Il sembla réfléchir et sur l'instant, Rosalie crut bien qu'il ne la croirait pas. Elle n'était pas une menteuse invétérée, mais avait tout de même l'impression qu'à chaque fois qu'elle ne disait pas la vérité, il le savait. C'était étrange, sûrement une qualité qu'il avait acquise grâce à son travail. Néanmoins il ne fit aucune remarque et Rosalie se sentit soulagée. Elle l'observa donc se lever et attraper un pense-bête sur le frigo, prendre un crayon et griffonner quelque chose. Puis il lui tendit le papier avec un petit rictus.

— La bibliothèque est ouverte toute la journée, si tu veux.

Son père ne lui dirait rien de plus et ça, Rosalie en était bien consciente.
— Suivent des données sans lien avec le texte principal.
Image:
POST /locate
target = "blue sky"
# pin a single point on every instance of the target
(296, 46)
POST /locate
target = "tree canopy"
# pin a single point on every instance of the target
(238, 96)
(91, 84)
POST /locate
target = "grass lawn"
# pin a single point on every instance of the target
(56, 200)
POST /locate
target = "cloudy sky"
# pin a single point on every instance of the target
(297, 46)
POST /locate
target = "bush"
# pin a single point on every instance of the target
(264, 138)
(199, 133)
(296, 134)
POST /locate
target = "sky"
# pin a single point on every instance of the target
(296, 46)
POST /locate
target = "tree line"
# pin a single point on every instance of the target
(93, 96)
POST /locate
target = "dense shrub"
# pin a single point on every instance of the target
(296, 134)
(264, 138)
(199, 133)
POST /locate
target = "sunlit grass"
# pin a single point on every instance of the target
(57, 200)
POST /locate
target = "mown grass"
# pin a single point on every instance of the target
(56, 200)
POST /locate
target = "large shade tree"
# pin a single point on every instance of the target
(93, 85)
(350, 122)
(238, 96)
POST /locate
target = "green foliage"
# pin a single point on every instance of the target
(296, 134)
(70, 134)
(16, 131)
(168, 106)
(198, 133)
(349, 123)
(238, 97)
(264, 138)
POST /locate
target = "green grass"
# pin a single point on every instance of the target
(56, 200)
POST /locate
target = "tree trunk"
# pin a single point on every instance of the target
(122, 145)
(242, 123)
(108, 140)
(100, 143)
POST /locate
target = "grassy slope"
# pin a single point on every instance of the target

Il fallait qu'elle fasse ses propres recherches. Ça ne l'embêtait pas, au contraire. Elle aimait bien investiguer par elle-même et se la jouer Loïs Lane. Elle trouvait ça amusant et parfois, se disait qu'elle pourrait en faire son métier.

Elle baissa ensuite les yeux pour lire ce qu'il avait écrit. Un seul mot, sept lettres : Roswell.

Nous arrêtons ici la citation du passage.